Changes ring through local insurance scene

A MERGER, an acquisition and a float have made 2003 a year of major change for the Western Australian insurance industry.

SGIO is currently in the throes of merging with its new stable mate, CGU, a process that will leave the insurer with a staff that has grown from 450 to 700.

It remains the largest insurer both locally and nationally through its owner, Insurance Australia Group.

Australia and WA’s third largest insurer Promina floated earlier this year. It has a 50-50 deal with the RAC, making the automotive group its representative eastwards of the sunset coast.

Most recently, Wesfarmers concluded its digestion of the insurance business of Lumley General, which will likely make it Australia’s sixth largest insurer.

In WA and nationally the market ranking is about the same – IAG, QBE, Promina, Suncorp (sold through GIO in WA), Allianz and Wesfarmers.

Insurance Australia Group State manager WA Garry Moore said the merger of CGU into SGIO would broaden the insurer’s offering to the WA market.

“CGU has predominantly been in the commercial and workers’ compensation markets. SGIO has been set in the direct market [home and car insurance],” he said.
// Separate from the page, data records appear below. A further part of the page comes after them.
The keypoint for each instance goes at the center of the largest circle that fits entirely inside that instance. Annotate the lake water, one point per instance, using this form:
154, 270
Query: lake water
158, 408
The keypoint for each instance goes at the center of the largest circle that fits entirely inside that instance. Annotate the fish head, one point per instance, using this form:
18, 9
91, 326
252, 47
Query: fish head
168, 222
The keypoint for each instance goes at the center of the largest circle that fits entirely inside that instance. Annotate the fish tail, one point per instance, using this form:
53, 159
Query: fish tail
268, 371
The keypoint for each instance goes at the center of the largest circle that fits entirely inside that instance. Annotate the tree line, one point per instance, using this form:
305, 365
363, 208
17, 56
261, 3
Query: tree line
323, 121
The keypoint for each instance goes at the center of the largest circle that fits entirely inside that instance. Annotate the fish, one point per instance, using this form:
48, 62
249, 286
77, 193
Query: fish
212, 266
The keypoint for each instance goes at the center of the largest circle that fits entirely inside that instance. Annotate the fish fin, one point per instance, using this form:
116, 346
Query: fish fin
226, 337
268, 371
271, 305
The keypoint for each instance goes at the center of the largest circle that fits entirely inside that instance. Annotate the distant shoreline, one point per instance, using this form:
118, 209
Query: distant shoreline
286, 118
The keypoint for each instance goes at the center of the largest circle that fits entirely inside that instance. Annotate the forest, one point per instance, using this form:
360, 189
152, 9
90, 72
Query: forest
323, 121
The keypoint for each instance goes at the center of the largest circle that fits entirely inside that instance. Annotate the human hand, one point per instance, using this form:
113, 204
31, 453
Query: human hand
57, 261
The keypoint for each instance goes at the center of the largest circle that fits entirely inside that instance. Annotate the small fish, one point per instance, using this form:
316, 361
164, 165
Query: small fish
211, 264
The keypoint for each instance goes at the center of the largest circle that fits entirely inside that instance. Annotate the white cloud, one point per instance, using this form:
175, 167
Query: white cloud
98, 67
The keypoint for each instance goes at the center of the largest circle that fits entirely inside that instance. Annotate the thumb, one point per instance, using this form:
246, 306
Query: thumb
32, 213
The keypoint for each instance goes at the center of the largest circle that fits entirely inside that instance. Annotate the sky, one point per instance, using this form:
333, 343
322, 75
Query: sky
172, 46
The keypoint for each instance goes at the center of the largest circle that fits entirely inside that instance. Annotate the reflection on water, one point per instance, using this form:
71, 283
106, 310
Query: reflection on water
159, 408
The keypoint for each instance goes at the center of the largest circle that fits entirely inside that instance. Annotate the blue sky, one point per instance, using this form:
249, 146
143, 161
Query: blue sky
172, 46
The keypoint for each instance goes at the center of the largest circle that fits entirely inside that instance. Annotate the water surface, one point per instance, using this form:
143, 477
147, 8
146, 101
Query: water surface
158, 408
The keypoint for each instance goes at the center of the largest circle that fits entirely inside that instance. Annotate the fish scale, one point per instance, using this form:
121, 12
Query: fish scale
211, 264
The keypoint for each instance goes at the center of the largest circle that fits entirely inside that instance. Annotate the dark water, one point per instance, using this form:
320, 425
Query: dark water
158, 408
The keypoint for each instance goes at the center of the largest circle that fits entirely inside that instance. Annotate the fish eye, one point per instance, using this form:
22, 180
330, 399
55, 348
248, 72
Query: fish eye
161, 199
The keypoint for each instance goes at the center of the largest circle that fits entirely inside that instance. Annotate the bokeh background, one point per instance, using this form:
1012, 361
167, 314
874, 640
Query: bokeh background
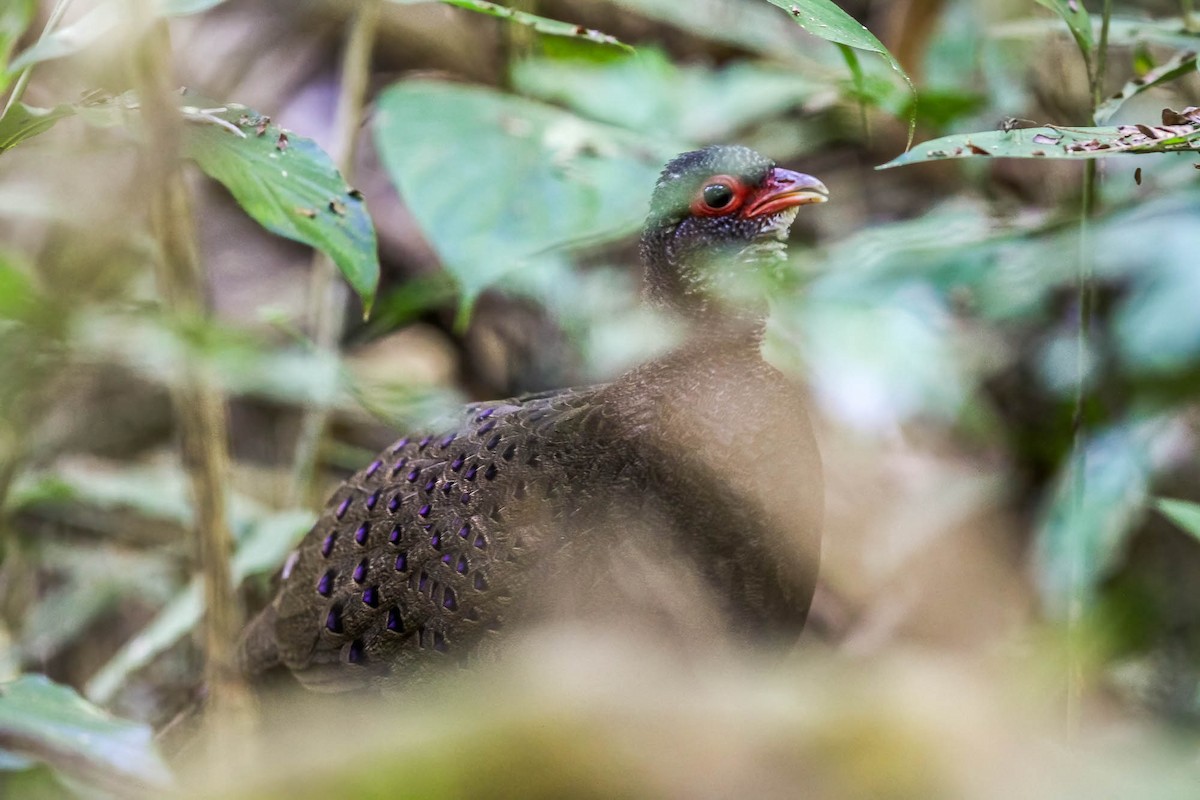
1009, 602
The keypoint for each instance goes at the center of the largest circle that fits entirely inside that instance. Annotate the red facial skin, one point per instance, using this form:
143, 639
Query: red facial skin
781, 190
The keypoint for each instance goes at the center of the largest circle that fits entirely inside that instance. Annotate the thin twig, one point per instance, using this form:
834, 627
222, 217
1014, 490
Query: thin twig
18, 89
1085, 304
198, 403
327, 294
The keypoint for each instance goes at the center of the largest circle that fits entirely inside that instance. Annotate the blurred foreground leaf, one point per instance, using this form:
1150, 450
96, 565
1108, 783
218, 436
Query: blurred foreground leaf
540, 24
497, 181
25, 121
1055, 142
43, 721
288, 185
259, 549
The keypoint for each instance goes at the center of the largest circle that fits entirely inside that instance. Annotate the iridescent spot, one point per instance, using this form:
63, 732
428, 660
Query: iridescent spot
334, 620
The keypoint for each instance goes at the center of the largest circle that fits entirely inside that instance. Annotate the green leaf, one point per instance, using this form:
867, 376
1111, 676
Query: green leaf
1055, 142
648, 94
1080, 539
825, 19
27, 121
497, 181
48, 722
1075, 16
540, 24
288, 185
15, 18
262, 549
1182, 512
1181, 64
101, 22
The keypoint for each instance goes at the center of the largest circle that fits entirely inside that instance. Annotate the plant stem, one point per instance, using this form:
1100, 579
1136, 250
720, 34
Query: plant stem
1085, 304
198, 403
327, 295
18, 89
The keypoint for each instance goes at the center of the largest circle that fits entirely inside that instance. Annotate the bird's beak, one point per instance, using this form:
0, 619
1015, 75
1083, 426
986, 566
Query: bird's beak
785, 190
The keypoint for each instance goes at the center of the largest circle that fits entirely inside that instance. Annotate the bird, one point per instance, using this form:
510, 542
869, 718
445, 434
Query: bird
701, 463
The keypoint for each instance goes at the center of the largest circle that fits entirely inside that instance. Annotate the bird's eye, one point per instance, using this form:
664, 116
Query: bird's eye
718, 196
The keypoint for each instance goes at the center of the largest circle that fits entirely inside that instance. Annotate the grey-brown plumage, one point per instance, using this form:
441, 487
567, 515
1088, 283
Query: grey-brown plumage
696, 464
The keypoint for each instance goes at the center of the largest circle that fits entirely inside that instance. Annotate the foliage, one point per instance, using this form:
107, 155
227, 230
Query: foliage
941, 316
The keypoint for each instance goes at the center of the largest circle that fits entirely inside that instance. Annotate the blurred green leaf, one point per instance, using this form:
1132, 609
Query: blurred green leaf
1181, 64
1182, 512
25, 121
288, 185
540, 24
1081, 536
649, 94
1075, 16
262, 548
1055, 142
825, 19
15, 18
497, 181
52, 723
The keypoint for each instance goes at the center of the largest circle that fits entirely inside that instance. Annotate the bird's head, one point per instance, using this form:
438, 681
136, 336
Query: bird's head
715, 216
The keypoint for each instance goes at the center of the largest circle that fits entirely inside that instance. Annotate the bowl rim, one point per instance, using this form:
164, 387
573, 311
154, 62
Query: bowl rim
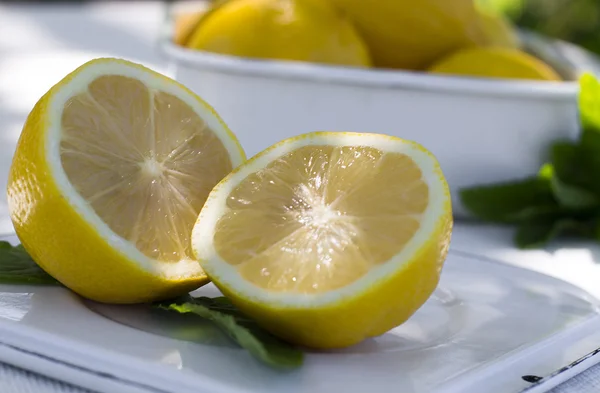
366, 78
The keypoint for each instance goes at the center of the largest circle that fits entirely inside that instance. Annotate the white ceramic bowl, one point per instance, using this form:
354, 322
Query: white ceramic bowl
481, 130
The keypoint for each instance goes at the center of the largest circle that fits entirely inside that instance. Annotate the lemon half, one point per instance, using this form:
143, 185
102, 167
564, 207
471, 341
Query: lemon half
328, 238
111, 170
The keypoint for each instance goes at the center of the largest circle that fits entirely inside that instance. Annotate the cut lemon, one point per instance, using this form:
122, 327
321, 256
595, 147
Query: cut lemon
328, 238
111, 170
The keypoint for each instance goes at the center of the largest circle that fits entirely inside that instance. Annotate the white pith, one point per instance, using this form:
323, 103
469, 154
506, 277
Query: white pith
215, 206
78, 84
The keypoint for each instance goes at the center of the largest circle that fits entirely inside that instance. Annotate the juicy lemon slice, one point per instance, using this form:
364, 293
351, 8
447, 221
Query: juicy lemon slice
328, 238
111, 170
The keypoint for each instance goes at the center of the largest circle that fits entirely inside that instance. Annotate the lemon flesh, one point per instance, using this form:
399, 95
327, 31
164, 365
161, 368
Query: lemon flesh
412, 34
495, 62
111, 170
328, 238
298, 30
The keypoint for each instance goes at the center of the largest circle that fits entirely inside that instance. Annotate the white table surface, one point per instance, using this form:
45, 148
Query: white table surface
40, 44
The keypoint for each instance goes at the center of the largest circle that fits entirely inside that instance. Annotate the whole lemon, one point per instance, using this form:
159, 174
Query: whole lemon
300, 30
412, 34
497, 29
495, 62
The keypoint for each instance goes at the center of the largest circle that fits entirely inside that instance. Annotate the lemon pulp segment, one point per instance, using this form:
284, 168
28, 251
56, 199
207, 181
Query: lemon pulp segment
143, 160
326, 224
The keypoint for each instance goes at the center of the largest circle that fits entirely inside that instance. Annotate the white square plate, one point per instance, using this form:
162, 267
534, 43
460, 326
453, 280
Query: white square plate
487, 326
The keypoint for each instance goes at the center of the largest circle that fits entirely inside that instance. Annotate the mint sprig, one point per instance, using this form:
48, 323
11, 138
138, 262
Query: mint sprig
17, 267
241, 329
563, 198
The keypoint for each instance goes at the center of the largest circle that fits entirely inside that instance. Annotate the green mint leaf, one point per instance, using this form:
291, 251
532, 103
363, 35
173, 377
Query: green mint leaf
589, 103
17, 267
505, 202
566, 161
588, 162
569, 196
537, 234
243, 330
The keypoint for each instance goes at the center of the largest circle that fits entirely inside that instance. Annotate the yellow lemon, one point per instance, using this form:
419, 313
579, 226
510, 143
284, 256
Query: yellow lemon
328, 238
497, 30
301, 30
495, 63
110, 172
412, 34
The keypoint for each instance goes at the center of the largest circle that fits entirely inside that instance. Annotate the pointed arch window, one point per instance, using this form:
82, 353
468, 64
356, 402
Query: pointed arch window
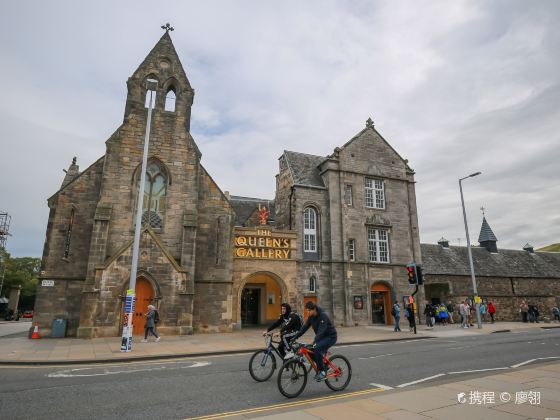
310, 230
170, 100
155, 194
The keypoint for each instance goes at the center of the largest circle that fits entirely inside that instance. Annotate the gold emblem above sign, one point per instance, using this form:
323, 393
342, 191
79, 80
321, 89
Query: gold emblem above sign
263, 245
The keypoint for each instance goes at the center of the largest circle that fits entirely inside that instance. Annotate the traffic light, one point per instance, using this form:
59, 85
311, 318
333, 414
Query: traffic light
419, 275
411, 273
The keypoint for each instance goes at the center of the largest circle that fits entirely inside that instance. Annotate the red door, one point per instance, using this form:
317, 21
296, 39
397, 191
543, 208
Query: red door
144, 297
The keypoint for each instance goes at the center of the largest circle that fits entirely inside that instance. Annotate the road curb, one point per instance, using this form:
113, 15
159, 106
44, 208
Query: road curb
176, 356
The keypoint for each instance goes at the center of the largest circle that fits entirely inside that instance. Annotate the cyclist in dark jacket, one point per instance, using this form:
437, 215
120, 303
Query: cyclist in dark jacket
289, 323
325, 335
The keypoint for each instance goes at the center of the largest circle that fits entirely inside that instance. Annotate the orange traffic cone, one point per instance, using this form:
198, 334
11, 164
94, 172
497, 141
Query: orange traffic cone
35, 331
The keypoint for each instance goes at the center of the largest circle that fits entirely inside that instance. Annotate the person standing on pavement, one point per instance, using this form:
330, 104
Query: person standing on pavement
150, 324
396, 312
524, 309
463, 311
491, 311
483, 312
450, 311
428, 314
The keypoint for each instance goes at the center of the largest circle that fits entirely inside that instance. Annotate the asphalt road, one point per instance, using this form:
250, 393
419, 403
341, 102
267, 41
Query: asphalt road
194, 387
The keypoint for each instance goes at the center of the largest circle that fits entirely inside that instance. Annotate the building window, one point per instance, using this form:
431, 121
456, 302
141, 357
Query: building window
375, 193
348, 199
170, 101
351, 250
378, 245
69, 234
309, 230
312, 284
155, 191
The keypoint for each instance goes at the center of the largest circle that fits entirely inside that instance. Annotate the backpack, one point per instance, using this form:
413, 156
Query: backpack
300, 320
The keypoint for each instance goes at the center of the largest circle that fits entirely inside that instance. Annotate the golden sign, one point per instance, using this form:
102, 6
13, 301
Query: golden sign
262, 245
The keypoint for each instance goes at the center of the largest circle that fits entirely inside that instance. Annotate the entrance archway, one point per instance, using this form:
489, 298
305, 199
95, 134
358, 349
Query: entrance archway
260, 297
380, 304
144, 297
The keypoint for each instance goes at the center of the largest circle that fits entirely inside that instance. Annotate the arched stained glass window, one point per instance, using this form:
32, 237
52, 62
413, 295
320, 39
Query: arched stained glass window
155, 191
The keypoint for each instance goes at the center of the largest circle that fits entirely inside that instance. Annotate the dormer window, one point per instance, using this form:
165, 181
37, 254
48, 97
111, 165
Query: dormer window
170, 101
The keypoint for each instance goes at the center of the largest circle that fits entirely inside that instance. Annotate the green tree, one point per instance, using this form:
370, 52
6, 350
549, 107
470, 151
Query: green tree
22, 271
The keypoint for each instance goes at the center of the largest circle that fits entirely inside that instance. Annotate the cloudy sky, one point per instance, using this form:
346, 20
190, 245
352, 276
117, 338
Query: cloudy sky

Mr Moore said it would take the company about two years to get through the entire integration process.

That has been seen in the number of professional appointments made by IAG over the past two months, which he puts down to internal restructuring.

Wesfarmers’ further foray into the general insurance market has cost the group $375 million – $320 million for the business and the assumption of about $55 million in debt.

The conglomerate is creating the Wesfarmers Insurance Division to be headed by Wesfarmers Federation Insurance chief Bob Buckley.

The acquisition takes Wes-farmers from being a rural insurer to becoming a larger player in the general insurance market.

From RAC’s point of view, the Promina float has had little effect.

RAC Insurance general manager James How said the float had not changed things for RAC.

However, he said the general industry changes, driven by things such as the tougher regulatory requirements forced on insurers, were having an effect.

“There’s no doubt these changes will mean increased costs,” Mr How said.

Insurance Council of Australia WA group manager Daryl Cameron said the changes forced by the Australian Prudential Regulatory Authority, plus pressures on overseas insurers, had greatly changed the insurance landscape in Australia.

“There are certainly less companies operating in the insurance marketplace, particularly at the higher risk end of the market,” he said.